Questions are posed to her partner-in-art; either directly, or by making something that through a to-and-fro leads to the next phase in production – which ultimately results in the work on display. Though not quite ultimately; since built into her process is the freedom to change works from exhibition to exhibition – continuing the dance, if you like.
I would be surprised if this continuation does not include the audience. Grobler remarked with patent glee at the response of children to her exhibition at Oliewenhuis, a museum that always seems to be bursting at the seams with kids, and I suspect that their engagement filtered into what was shown afterwards in the KZN Gallery and JAG.
Accompanying the exhibition is a small “parcel” of square cards that pose questions such as: “This exhibition consists of artworks made from many different materials. Which of the materials [listed] is NOT used in the exhibition?” Flipping them around, the cards can be put together, jigsaw-like, to make a picture, which, if one chose to, one could add to. Essentially this education pack has become a part of Grobler’s process, the results of which she will not see. This ability to “let go”, to allow others to “mess with your stuff”, is rare and usually very difficult for a creative person, but here Grobler has made it her raison d’être – and the results speak for themselves.
Craft has always been central to Liza Grobler’s artistic language and there is a strong engagement with craft-based practice in Blindfolded Line, Dancing Through Time. The litany of artists who claim crafters as “collaborators”, when in fact the crafters merely carry out a set of instructions presented to them as fait accompli, is very long indeed. But this is not the case here, nor has it ever been for Grobler. And you can be sure that the women of Qubeka Bead Studio are as present in engaging with their work as Grobler herself is.

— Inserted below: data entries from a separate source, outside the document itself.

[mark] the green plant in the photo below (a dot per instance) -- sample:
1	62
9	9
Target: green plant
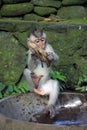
13	89
58	76
80	85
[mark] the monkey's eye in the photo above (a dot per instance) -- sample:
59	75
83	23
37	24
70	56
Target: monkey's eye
43	40
37	41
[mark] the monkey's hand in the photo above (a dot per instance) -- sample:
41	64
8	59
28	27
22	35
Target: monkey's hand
36	79
50	110
50	56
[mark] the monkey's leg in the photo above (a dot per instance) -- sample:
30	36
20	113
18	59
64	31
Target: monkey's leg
27	74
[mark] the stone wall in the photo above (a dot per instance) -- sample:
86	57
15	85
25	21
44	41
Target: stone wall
38	10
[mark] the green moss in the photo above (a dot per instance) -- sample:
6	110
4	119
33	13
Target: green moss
47	3
72	12
33	17
73	2
16	9
44	10
12	58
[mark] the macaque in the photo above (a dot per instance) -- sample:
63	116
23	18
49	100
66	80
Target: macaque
40	58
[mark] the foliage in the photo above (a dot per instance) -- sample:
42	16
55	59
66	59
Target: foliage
13	89
23	88
80	85
57	75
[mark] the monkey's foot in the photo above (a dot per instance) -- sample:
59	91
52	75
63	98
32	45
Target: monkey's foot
39	91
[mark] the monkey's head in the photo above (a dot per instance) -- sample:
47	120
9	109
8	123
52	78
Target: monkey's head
37	37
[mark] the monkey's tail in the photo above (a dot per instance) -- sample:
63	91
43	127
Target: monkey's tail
54	93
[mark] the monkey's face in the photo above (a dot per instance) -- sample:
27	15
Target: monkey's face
39	42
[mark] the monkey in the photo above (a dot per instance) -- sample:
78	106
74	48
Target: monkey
39	66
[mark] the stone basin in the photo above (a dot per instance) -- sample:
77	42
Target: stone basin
26	111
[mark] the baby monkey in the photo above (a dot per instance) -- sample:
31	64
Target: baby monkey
40	58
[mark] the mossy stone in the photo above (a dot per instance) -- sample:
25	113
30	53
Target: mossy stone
47	3
16	9
14	1
72	12
12	57
73	2
43	11
6	26
33	17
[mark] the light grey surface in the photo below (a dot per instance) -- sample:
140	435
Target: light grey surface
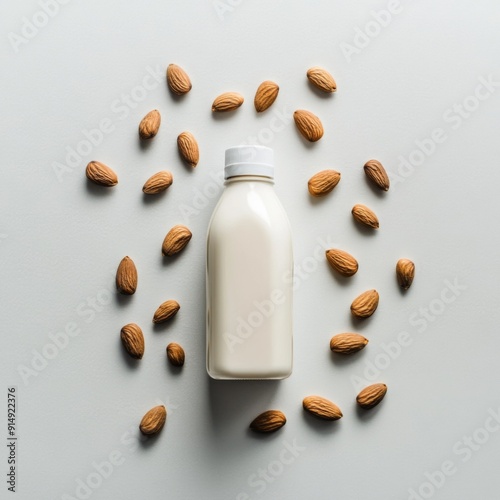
61	241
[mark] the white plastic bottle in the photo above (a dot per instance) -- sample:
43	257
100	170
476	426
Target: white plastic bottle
249	271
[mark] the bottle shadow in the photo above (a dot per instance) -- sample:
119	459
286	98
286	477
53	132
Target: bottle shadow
231	400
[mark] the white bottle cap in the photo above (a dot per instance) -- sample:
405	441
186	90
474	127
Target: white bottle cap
249	160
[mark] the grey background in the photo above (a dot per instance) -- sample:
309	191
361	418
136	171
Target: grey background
61	241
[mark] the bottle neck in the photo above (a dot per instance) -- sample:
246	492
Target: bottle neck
249	178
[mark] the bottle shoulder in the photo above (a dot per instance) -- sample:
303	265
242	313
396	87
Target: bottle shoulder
249	204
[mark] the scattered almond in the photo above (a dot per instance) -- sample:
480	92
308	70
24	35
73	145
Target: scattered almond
178	80
154	420
126	276
365	304
371	396
365	216
150	125
188	148
175	240
344	263
347	343
166	311
133	340
321	408
229	101
101	174
309	125
405	272
176	354
321	79
268	421
323	182
375	171
158	182
265	96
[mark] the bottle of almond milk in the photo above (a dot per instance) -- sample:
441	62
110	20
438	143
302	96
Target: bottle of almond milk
249	257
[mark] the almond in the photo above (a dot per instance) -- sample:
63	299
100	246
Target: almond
175	240
365	304
268	421
158	182
154	420
321	408
176	354
321	79
344	263
323	182
347	343
371	396
166	311
126	276
309	125
375	171
101	174
188	148
265	96
150	125
133	340
229	101
365	216
178	80
405	272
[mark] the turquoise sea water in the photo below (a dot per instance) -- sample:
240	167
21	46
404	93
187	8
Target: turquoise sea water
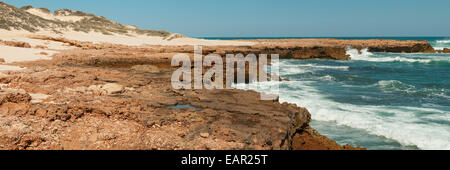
380	101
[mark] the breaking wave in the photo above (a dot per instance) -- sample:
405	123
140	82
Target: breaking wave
365	55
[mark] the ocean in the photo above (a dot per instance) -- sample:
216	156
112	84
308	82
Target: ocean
379	101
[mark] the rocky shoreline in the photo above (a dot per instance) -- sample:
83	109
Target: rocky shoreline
106	96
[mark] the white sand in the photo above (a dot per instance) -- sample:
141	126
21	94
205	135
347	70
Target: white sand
17	54
136	39
50	16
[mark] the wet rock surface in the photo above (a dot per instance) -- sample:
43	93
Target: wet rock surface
138	108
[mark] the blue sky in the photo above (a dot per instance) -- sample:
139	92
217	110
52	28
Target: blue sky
293	18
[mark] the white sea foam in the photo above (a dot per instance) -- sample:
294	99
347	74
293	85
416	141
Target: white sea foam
402	126
324	66
365	55
443	41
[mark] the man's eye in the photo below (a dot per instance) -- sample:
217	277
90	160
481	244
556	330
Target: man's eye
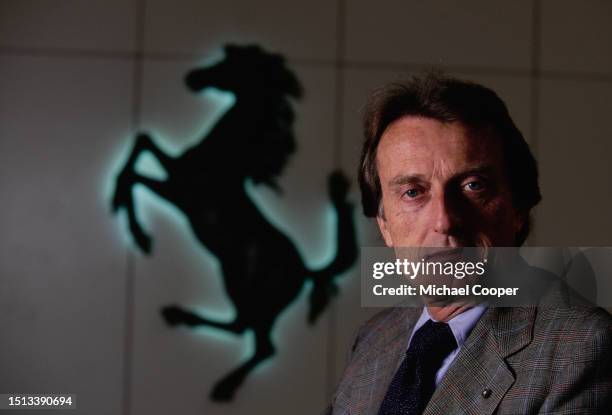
412	193
474	186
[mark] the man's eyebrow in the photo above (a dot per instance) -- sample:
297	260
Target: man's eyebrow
484	170
404	179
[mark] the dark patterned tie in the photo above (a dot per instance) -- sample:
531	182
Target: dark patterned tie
414	382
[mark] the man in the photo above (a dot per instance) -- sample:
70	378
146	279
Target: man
443	165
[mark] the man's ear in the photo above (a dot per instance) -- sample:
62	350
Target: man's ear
384	231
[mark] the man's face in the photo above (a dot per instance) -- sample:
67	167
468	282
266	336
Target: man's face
443	188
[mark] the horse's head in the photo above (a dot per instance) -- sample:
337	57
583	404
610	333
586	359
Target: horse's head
247	70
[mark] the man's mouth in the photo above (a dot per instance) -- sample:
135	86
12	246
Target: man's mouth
443	254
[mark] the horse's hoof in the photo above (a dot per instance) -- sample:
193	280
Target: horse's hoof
144	242
172	315
338	186
223	392
175	315
122	192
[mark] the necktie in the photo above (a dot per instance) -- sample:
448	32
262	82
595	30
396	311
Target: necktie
414	381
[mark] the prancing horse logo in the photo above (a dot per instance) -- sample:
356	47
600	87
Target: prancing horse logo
261	267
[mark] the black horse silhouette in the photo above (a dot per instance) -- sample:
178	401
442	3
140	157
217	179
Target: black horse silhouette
262	269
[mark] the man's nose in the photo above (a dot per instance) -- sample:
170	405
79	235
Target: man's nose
446	218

The collaborative act is inherent in the title of the exhibition, but I also see these lines breaking the boundaries of pictorial space and even, perhaps magically, starting conversations with works made by artists who have never before spoken to each other. Time, as much as line, is blindfolded in this exhibition: Just as one may find that what seemed like a few minutes on the dance floor was in fact a few hours, so too here the temporal has folded in on itself.
Once these exhibitions are ended, the works will be dispersed and join others by different artists in private and public collections. I can see them now, nudging a shy etching or slick and sexy lambda print next to them, egging them on to the dance floor.
These works are flirtatious and demand to be engaged with, like the best and most satisfying dance partners. Liza Grobler is the MC at the helm perhaps, shouting out the numbers as if at a square dance. But the performance that takes place in the gallery is a magical transmutation and tribute to what can happen, if one allows someone else to be responsive, and gives one’s work freely, as a gift.